Basically, it was the same people, same coaches, same colors … and the same win-at-any-cost mindset, just with a new name.
Still, the IOC braced for a reaction.
After all, Russian President Vladimir Putin had warned the IOC against levying sanctions. Russia claimed it was innocent and the real scandal wasn’t that it cheated, but that the United States — fearful of “honest competition” — made up the doping scandal. As such, a boycott, which might include additional Russian-aligned countries, was threatened.
When the “ban” was handed down, though, there was no boycott. There was hardly, at least by Russian standards, much of a reaction. Putin took the deal.
The former KGB agent understood, quite clearly, that he had just put Bach into a gift-wrapped box.

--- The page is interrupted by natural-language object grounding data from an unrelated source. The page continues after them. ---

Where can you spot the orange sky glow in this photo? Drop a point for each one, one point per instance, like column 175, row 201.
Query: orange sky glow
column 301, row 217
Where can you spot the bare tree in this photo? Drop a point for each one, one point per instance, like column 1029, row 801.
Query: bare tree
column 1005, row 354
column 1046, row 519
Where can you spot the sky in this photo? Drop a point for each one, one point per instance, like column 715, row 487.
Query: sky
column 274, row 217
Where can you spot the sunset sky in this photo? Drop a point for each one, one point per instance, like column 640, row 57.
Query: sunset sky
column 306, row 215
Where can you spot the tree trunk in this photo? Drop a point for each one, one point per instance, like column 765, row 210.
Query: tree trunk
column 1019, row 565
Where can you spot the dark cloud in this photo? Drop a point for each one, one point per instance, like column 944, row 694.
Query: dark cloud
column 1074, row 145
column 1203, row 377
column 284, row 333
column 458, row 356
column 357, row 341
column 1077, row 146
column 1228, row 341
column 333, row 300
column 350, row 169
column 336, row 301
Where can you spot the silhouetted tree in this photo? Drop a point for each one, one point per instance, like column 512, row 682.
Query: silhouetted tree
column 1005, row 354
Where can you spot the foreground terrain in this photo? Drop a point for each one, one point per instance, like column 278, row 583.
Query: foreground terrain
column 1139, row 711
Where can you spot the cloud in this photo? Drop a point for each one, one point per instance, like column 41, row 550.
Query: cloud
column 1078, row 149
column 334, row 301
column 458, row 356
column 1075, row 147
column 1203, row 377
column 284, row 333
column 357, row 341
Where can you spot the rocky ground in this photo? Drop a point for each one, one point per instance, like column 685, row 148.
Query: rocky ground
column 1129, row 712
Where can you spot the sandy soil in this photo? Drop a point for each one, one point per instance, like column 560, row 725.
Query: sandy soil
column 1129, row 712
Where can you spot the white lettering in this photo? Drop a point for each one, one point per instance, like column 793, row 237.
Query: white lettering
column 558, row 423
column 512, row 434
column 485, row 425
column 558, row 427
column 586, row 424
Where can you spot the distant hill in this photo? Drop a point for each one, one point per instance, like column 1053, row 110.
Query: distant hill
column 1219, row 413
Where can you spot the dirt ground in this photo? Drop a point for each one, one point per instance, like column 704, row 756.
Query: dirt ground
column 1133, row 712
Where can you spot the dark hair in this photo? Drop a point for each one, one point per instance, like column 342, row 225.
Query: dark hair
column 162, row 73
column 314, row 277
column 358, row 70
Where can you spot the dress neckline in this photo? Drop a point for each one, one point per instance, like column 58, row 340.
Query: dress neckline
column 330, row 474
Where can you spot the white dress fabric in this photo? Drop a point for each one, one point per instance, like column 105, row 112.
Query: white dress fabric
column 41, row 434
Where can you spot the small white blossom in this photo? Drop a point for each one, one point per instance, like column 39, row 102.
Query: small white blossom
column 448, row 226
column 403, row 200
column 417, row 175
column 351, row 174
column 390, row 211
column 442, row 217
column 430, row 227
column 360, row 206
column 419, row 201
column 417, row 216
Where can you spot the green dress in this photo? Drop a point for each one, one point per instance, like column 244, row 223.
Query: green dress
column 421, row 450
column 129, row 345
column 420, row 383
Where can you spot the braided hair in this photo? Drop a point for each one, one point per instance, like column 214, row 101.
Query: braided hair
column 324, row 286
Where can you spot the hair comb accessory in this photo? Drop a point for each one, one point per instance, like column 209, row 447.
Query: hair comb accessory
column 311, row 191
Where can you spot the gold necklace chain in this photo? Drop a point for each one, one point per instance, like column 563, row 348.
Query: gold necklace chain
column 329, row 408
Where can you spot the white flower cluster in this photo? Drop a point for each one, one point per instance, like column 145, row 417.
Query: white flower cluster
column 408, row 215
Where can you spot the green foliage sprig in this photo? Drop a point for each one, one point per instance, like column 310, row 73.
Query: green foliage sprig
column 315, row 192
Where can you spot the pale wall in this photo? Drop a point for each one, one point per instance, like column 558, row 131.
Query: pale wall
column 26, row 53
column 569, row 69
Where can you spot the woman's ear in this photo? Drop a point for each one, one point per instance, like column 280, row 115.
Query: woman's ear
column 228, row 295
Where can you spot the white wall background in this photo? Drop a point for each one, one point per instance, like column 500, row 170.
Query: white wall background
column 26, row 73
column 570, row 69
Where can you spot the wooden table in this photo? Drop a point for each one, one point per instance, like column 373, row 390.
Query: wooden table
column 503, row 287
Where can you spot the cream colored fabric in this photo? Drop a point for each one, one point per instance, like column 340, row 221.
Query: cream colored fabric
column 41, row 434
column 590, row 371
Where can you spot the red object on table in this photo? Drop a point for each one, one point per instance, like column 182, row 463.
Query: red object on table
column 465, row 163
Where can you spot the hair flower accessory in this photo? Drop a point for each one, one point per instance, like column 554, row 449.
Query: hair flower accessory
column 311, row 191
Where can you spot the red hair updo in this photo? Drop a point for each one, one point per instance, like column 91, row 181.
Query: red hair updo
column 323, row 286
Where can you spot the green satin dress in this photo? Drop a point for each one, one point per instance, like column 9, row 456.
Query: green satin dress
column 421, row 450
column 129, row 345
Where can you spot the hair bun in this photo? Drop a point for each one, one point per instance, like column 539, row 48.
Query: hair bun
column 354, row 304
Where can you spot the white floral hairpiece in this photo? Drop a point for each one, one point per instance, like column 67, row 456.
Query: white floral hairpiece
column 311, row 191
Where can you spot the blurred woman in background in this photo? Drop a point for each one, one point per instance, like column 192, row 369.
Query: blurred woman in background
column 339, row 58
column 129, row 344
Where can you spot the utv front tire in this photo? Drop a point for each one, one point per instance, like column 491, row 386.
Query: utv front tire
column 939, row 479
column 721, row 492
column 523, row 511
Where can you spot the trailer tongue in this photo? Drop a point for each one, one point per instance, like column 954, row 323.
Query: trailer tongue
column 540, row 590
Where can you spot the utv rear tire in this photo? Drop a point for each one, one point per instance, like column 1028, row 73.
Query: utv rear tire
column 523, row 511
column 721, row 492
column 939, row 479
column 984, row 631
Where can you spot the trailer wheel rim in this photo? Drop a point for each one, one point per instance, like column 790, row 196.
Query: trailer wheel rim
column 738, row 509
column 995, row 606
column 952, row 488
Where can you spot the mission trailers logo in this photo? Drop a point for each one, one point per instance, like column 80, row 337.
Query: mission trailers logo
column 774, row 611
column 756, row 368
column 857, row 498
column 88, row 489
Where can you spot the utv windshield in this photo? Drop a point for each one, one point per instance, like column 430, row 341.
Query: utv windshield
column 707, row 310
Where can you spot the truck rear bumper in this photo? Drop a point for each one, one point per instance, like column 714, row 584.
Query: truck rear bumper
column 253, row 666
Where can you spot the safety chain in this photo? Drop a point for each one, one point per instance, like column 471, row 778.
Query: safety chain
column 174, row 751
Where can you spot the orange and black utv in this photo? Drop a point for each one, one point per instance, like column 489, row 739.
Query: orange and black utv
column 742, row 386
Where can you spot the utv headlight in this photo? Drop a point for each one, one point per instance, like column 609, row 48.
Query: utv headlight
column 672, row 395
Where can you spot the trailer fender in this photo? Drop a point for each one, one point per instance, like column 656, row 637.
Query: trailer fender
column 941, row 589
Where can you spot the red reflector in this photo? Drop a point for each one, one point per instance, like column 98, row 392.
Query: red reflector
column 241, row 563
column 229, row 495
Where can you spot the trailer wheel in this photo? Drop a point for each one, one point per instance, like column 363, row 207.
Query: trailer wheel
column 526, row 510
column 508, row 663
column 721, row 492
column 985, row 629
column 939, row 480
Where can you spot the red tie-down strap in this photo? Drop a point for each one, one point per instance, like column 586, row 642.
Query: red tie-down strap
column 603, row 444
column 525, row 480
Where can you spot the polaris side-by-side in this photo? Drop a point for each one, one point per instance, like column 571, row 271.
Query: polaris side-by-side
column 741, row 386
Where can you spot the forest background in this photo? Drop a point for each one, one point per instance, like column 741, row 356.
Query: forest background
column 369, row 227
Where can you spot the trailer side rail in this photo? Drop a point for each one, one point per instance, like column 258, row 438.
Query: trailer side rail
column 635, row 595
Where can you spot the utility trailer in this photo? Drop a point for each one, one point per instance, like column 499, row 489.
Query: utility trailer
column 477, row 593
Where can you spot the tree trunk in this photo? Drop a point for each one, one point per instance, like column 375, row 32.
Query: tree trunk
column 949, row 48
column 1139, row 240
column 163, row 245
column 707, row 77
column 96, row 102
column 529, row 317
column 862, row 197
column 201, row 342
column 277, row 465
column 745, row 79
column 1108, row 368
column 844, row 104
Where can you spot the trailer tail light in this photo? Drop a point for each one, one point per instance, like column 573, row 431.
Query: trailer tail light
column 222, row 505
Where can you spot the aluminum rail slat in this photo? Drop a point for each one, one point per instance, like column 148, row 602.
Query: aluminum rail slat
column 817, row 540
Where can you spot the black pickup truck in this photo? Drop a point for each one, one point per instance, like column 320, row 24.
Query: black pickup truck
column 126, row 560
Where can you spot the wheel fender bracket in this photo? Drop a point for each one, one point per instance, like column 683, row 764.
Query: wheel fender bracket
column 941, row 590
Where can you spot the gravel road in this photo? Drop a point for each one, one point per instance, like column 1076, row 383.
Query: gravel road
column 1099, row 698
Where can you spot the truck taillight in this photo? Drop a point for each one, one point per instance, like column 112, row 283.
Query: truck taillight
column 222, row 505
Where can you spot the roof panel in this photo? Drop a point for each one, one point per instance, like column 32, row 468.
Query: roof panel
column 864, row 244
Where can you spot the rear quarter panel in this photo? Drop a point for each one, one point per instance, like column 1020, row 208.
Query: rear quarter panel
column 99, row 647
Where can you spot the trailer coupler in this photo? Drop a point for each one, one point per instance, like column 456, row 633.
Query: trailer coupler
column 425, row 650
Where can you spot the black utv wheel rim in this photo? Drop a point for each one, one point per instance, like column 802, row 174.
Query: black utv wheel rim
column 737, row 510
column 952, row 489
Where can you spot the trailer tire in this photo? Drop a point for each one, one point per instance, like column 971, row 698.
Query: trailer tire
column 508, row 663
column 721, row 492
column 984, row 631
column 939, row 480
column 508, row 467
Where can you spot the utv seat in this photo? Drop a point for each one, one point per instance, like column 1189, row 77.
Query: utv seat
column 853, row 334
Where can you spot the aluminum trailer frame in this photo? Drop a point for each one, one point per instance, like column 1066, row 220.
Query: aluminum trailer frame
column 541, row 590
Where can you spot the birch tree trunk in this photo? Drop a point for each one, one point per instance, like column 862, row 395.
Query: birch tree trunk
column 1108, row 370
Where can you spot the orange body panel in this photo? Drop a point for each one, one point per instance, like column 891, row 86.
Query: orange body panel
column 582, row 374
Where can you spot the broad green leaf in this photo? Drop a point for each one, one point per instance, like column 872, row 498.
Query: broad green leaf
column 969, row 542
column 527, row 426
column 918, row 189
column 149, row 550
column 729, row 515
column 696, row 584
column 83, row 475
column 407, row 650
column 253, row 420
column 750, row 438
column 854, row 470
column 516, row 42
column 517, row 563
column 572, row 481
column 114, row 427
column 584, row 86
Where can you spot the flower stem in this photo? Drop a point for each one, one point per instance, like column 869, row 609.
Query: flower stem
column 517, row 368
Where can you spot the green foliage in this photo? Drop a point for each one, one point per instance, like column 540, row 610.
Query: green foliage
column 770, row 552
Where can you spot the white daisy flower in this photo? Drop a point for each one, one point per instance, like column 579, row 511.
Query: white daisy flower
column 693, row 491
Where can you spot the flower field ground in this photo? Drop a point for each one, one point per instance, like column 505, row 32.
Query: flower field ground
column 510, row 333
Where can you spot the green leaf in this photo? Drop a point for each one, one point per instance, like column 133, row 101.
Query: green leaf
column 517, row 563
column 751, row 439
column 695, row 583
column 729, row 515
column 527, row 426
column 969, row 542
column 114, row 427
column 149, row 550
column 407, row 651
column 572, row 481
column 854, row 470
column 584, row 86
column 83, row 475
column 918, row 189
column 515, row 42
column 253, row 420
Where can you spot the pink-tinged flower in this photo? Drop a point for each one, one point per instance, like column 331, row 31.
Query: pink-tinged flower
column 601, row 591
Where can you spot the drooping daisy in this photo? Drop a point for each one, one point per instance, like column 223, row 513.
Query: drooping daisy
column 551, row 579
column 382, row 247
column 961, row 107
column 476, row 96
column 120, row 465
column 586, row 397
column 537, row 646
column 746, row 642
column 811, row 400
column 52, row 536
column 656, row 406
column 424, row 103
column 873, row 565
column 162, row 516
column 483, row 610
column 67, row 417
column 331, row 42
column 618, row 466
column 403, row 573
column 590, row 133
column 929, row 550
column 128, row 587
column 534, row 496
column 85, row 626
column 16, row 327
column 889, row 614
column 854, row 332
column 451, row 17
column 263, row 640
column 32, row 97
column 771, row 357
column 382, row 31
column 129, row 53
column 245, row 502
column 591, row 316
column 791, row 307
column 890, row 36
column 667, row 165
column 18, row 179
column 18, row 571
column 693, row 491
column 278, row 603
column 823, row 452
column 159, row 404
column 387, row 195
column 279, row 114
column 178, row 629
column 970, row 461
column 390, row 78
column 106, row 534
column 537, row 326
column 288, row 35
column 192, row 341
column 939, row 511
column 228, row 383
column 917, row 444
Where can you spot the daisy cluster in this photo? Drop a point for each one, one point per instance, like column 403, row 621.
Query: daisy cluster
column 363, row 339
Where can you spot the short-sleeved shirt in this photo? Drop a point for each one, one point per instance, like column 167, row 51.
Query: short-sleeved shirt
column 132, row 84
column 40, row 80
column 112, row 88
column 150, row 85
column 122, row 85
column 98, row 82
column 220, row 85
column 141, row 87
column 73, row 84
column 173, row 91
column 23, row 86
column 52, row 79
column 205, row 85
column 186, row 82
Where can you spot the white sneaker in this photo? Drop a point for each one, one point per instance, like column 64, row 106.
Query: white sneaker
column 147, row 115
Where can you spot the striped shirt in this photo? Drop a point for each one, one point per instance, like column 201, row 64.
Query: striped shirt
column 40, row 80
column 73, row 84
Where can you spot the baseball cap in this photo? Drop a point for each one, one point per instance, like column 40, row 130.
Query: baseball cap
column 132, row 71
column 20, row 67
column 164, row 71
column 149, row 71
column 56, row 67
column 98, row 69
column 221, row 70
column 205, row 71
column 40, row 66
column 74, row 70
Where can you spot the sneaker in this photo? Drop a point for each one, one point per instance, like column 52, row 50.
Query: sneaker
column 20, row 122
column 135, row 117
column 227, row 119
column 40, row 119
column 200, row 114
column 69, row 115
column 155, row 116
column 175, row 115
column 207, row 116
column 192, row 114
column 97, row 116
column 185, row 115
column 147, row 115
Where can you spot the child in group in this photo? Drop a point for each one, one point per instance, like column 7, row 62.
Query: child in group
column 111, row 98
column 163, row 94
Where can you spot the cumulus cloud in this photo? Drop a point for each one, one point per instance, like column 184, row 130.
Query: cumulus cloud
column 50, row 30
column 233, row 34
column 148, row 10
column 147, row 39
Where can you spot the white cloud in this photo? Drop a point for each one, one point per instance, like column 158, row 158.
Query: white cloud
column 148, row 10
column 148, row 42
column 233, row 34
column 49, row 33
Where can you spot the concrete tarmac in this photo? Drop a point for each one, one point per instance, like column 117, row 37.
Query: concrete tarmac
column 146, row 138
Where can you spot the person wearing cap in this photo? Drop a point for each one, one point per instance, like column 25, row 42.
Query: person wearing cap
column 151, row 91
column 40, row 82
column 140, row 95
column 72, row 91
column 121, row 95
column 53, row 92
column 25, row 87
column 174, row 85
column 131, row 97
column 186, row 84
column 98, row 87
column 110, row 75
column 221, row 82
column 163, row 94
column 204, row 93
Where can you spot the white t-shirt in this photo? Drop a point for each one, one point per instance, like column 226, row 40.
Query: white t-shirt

Putin could now cast Russia, via state-run media, as a victim of unfair Western aggression while still sending hero athletes to the Olympics, where their every triumph would be seen as a defiant victory over said Western aggression.
Russia could play the victim and the righteous bully at the same time.
“In the Olympics, it’s never just about figure skating or skiing or any sport,” Sarah Oates, a professor and expert in Russian propaganda at the University of Maryland, told Yahoo Sports. “It’s about national pride … So while the Olympics are supposed to be about how sport brings the world together, in reality, it’s a chance to showcase your own national narratives.”